Erinnert sich noch jemand an die Kontroverse um den US-amerikanischen Kriminalfilm Cruising, den Regisseur William Friedkin nach seinem Welterfolg Der Exorzist 1980 in den Schwulenclubs in New York gedreht hat, in denen die sadomasochistische Lederdress-Szene, nun ja, verkehrte? Die Jüngeren können das gerne ausführlich googlen, nur so viel sei gesagt: Friedkin wollte eigenen Angaben zufolge nicht die homosexuelle Subkultur mit dem Film diffamieren (die damals gerade intensiv um gesellschaftliche Anerkennung kämpfte), sondern die Toleranz des überwiegend heterosexuellen Publikums auf die Probe stellen. Die Proteste der Minderheit waren indes verständlich, da Friedkins Film eine spekulative, voyeuristische Außensicht einnahm. Ein großer Unterschied zu dem surreal angehauchten Psychothriller Messer im Herz des französischen Autorenfilmers Yann Gonzalez (Drehbuch: Gonzalez und Cristiano Mangione), der ansonsten deutliche Anleihen an Cruising nimmt, indem er ebenfalls von einer Mordserie innerhalb der queeren Szene einer Großstadt (Paris) erzählt. Auch spielt die Handlung etwa zu der Zeit, als Cruising gedreht wurde, also in den späten Siebzigern, als sich auch die Produktion schnell und billig inszenierter, mit blutigen Effekten sadistisch aufgemotzter Psychokrimis vorwiegend italienischer Herkunft – die so genannten „Giallos“ – auf ihrem Zenit befanden.

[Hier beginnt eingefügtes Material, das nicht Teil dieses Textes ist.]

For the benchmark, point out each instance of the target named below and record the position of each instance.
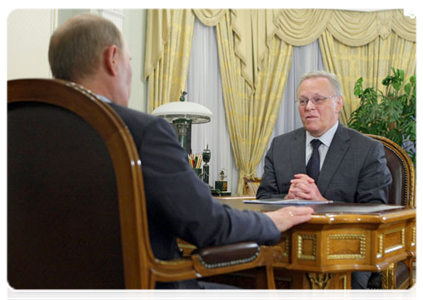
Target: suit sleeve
(178, 198)
(375, 177)
(269, 186)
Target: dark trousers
(359, 290)
(226, 292)
(199, 290)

„Im Mittelpunkt der Handlung steht oft ein (häufig maskiert auftretender) Serienmörder, dessen Taten in der Regel im Kontext einer psychosexuellen Pathologie stehen und der unter deutlich ritualisierten oder fetischisierten Vorzeichen (z.B. schwarze Handschuhe, phallische Tatwaffen) mordet. Bei den Opfern handelt es sich häufig um attraktive junge Frauen.“ So der Eintrag bei Wikipedia, und für diesen Film trifft diese Beschreibung exakt zu – nur dass die Opfer diesmal hübsche, potente Jungs sind. Zunächst sind Szenen eines Schwulenpornos zu sehen (auf Super8!), bevor einer der jungen Darsteller spätabends eine einschlägige Disko zum Baggern und Angebaggert-Werden aufsucht. Dort entdeckt er einen mysteriösen, dunkel gekleideten und maskierten Mann, dem er sogleich folgt. Die Hoffnung auf einen erregenden SM-Abend endet jedoch in einem blutigen Massaker, denn der Maskenmann entpuppt sich als hinterhältiger und skrupelloser Mörder.

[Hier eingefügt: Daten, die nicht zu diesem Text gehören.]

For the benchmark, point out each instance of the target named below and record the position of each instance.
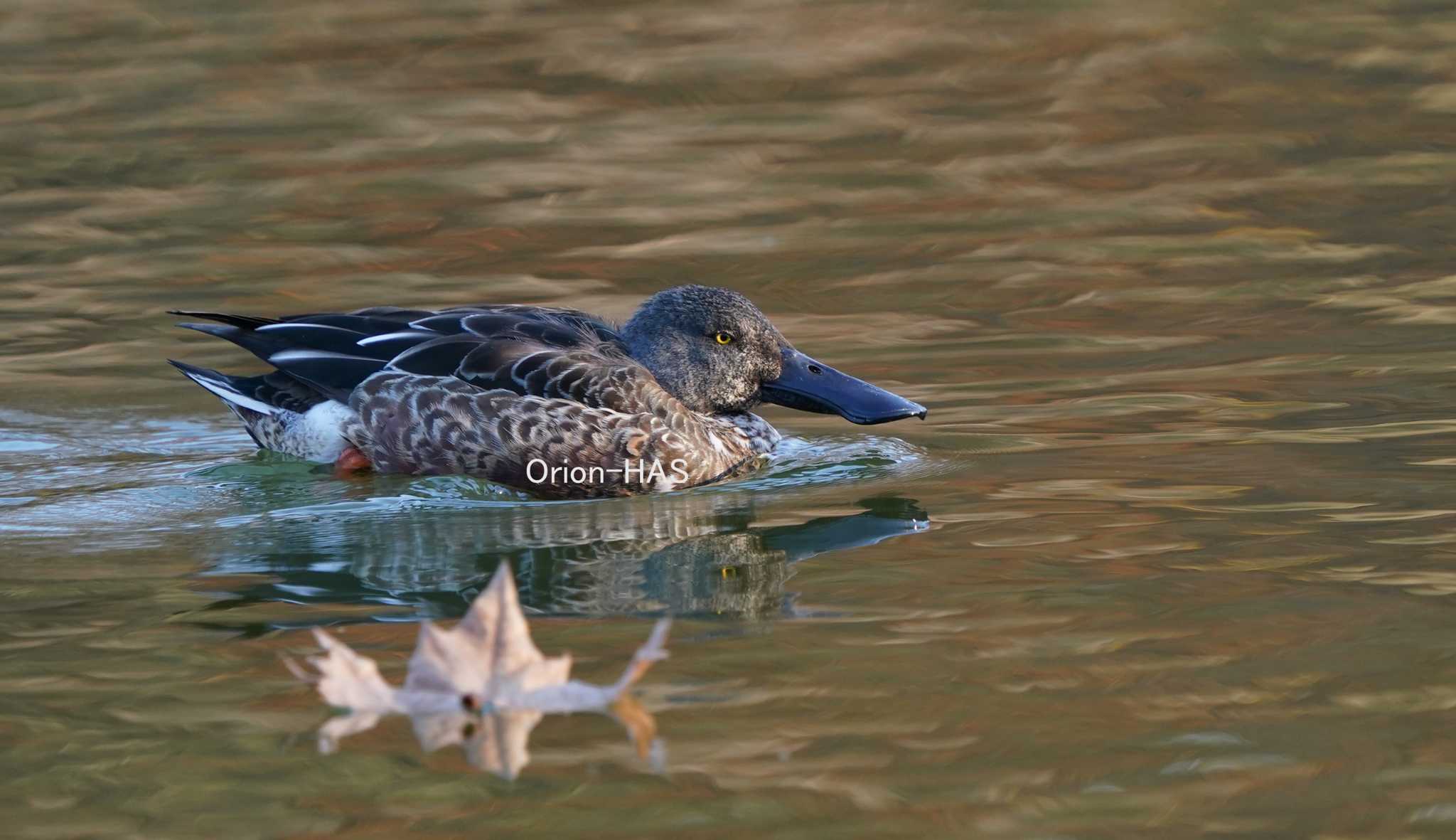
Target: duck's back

Dann rennt eine Frau durch die Nacht, die von alptraumhaften Bildern verfolgt wird, und ihre lesbische Dauerfreundin (Kate Moran) um Hilfe und Schutz ersucht. Die aber – Cutterin eben jenes Filmes, der zu sehen war – will von ihrer Geliebten nichts mehr wissen. Die so Verschmähte Anne (eine gereifte Vanessa Paradis, die ehemalige Pop-Lolita mit der Lücke zwischen den Schneidezähnen) kann sich nur mühsam mit ihrer Arbeit als Regisseurin schwuler Pornos ablenken, bei der sie dem Ensemble scharfer Jungs so richtig die Sporen geben darf. Ein Mitarbeiter, der passenderweise La Bouche genannt wird, hilft notfalls am Set, dass alles ins rechte Lot gerät. Das Ensemble aber wird von dem unbekannten Messermörder immer weiter dezimiert, und da die Polizei keinen großen Eifer an den Tag legt, macht sich Anne selber auf die Spurensuche. Die führt die bisweilen psychisch haltlose, aber geschäftstüchtige Anne bis in einem verwunschenen Wald, der Aufschluss über ein zurückliegendes Geheimnis, eine Tragödie, gibt.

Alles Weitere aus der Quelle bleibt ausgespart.